To walk away from hierarchy isn't just rejecting a structure. It's stepping into a different way of relating. One that moves at the pace of trust. One that makes room for mistakes, contradictions, and things that haven't fully formed yet.
These practices shouldn’t be mindlessly copied and pasted. They have to be grown from the ground up, adapted to local conditions, tended by people who understand that changing how we organise is really about changing how we are with each other.
And that takes practice. Lots and lots of it if we are to break away from the story of hierarchy.
Tending What's Emerging and Not-Yet
This moment doesn't need another five-step plan for saving the world. It needs a different kind of attention—one that's willing to stay with the unfinished, the imperfect, the not-yet-ready.

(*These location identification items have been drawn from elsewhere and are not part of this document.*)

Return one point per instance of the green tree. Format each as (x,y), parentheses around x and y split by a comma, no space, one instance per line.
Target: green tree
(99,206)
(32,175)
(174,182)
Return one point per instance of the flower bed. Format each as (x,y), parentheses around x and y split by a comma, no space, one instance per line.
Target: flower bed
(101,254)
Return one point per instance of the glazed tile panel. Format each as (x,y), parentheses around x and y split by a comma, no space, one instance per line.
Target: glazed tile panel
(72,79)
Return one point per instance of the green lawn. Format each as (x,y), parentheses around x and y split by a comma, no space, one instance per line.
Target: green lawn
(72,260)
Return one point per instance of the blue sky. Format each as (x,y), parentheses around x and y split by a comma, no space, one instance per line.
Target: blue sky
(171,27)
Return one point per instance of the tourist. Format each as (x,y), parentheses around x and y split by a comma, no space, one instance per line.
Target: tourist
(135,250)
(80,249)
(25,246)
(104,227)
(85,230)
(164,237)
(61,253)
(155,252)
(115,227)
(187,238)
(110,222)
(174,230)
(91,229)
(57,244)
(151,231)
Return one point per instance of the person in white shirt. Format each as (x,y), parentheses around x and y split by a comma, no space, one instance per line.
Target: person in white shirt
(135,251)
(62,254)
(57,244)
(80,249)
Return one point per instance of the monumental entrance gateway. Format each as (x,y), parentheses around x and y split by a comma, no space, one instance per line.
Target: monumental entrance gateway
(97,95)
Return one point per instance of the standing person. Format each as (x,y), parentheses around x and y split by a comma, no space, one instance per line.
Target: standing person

The shift away from hierarchy isn't something that will be announced on billboards or ads on TikTok. It happens in small gestures: how we make decisions, share responsibility, move through conflict, ask for help, raise children, tend land, sit with each other in silence.
It happens when we stop performing from the mindsets of certainty and start showing up with aliveness and vulnerability to the beautiful mess of being human together.
Maybe you're already part of this shift. Maybe you're questioning power in small ways, listening longer than feels comfortable, letting go of control in favour of care. Maybe you're tending something that doesn't make sense to the world that's ending.
Keep at it. It's slow work. It won't always feel coherent. But it matters.
The old structures haven't collapsed yet. In many ways, they still dominate and are pulling at us. But we can build resilience by knowing something else is already growing beyond them. I believe we're being called to inhabit the spaces between worlds—to be with what's emerging, cultivate what's promising, and respectfully compost what no longer serves.